Page tree
Skip to end of metadata
Go to start of metadata

The Cloud Collector is the first layer of cloud warehouse which is responsible for data gathering from cloud services. It is implemented as a plugin for Nsys Daemon. As mentioned here there are two main subsystems Management Agent and Data Processor. First of them is used for data collecting which is realized by Nsys Workload Scheduler component and the second one is used as an operational data store (ODS) for additional data processing as part of the integration layer of cloud warehouse.

 

Nsys Cloud Collector Architecture

 

The plugin implements new module collector for daemon.

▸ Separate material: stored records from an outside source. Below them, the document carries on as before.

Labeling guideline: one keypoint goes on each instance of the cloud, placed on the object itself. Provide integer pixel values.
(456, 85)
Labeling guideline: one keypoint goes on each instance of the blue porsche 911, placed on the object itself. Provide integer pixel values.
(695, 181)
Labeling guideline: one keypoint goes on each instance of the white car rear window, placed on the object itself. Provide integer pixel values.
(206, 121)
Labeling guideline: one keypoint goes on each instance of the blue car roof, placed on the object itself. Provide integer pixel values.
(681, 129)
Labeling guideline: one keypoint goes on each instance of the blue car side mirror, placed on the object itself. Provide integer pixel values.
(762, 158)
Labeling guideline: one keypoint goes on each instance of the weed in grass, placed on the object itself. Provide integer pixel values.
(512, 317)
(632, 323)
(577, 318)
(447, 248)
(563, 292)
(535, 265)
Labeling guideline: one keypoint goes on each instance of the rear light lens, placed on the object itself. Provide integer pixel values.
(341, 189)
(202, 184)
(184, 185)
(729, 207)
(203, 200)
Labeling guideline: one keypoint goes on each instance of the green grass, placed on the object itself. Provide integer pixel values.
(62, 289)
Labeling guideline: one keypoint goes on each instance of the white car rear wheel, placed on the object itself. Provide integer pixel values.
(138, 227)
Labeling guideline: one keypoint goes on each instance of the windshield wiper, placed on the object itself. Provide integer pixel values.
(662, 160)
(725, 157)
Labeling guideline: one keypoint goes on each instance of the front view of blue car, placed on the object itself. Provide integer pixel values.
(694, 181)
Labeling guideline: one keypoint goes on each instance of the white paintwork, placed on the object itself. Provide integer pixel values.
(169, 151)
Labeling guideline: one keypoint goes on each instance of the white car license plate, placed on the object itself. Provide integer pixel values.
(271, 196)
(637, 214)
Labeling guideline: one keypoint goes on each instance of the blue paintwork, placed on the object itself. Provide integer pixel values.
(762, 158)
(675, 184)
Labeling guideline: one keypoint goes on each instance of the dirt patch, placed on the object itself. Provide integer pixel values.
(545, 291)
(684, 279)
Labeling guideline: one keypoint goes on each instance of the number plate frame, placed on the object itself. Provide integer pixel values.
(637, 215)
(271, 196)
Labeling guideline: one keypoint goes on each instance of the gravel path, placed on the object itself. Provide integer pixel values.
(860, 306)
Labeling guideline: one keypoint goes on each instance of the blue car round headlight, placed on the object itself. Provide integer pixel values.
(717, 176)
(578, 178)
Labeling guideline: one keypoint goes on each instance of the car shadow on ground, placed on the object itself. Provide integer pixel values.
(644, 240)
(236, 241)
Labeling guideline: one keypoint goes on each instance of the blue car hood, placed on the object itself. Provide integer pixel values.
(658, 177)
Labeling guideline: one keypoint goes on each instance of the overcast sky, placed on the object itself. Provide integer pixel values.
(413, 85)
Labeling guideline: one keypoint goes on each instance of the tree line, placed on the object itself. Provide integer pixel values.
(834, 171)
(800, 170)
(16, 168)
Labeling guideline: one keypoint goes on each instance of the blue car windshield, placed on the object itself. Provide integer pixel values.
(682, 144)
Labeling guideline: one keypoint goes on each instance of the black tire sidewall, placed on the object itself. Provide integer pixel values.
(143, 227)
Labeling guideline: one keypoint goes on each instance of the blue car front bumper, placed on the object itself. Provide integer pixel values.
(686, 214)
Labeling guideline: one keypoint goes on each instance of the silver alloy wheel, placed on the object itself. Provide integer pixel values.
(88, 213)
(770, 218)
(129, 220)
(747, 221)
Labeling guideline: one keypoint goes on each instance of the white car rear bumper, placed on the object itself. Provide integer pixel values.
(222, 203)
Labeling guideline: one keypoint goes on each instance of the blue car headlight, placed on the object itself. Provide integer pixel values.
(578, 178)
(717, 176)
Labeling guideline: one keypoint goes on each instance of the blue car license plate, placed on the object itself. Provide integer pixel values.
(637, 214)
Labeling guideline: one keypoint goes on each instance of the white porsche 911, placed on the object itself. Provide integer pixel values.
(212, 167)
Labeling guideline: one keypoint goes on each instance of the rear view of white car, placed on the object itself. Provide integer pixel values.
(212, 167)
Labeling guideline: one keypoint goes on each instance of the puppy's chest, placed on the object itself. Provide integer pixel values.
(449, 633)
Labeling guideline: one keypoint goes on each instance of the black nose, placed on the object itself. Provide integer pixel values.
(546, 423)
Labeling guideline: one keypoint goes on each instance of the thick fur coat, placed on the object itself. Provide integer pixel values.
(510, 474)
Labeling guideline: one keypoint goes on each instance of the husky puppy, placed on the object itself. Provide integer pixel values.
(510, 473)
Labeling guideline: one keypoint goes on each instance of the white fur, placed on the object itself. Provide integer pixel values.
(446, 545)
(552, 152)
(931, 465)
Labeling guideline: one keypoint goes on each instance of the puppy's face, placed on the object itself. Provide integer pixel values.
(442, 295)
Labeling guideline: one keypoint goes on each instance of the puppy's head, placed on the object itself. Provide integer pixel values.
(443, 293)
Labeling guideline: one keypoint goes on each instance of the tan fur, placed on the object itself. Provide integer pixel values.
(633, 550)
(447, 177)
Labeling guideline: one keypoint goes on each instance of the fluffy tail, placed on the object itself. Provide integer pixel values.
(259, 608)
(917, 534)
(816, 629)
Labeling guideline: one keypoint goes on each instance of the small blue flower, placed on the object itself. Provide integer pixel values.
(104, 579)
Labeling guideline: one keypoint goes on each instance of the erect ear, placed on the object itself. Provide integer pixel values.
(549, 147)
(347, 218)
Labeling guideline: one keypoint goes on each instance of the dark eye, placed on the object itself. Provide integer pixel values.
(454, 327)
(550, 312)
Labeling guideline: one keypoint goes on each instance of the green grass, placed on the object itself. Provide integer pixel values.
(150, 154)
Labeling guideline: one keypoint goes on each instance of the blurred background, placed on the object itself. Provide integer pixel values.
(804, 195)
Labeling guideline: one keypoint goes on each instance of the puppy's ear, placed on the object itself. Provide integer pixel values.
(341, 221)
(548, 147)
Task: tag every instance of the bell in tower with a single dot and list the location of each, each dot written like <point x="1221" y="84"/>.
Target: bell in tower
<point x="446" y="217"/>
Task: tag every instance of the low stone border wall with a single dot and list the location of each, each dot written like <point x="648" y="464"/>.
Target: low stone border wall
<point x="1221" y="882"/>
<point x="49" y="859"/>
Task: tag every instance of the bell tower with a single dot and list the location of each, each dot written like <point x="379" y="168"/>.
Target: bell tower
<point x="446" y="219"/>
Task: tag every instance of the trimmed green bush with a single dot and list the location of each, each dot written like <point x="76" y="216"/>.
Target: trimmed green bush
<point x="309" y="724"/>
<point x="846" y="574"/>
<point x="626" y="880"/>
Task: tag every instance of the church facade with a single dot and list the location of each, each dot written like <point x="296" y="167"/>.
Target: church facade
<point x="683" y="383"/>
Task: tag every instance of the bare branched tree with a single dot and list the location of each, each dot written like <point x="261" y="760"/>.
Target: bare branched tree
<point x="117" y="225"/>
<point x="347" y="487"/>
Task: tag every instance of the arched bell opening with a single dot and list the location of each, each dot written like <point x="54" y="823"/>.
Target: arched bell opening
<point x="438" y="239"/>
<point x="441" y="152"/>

In plugin descriptor nsys-plugin.xml it looks as follows:

<collector key="cloud-warehouse-collector-dropbox" name="Cloud Warehouse Collector for Dropbox">
    	<queries>
        		<nql>SELECT Name, Size FROM Files</nql>
        		<nql>SELECT Name, Size FROM Folders</nql>
		</queries>        
    	<data-processor-stages>
        		<stage key="dropbox-stage-getdata" name="Get Dropbox data from a job" 
               		   class="org.nsys.cloud.warehouse.collector.dropbox.dataprocessor.stage.GetDropboxDataStage" />
				<stage key="dropbox-stage-analyze" name="Analyze Dropbox data" 
           	    	   class="org.nsys.cloud.warehouse.collector.dropbox.dataprocessor.stage.AnalyzeDropboxDataStage" />
        		<stage key="dropbox-stage-storage" name="Store Dropbox data" 
            	   	   class="org.nsys.cloud.warehouse.collector.dropbox.dataprocessor.stage.StoreDropboxDataStage" />
		</data-processor-stages>
</collector>

 

The element queries contains list of NQL queries which are used to get data from a cloud service. Each cloud service needs to have implemented a provider for NQL (Nsys Query Language) which transforms a NQL query for a particular entity such as Host or Datacenter to data interpretation in a cloud service which can be for instance a database or file system trough a web service.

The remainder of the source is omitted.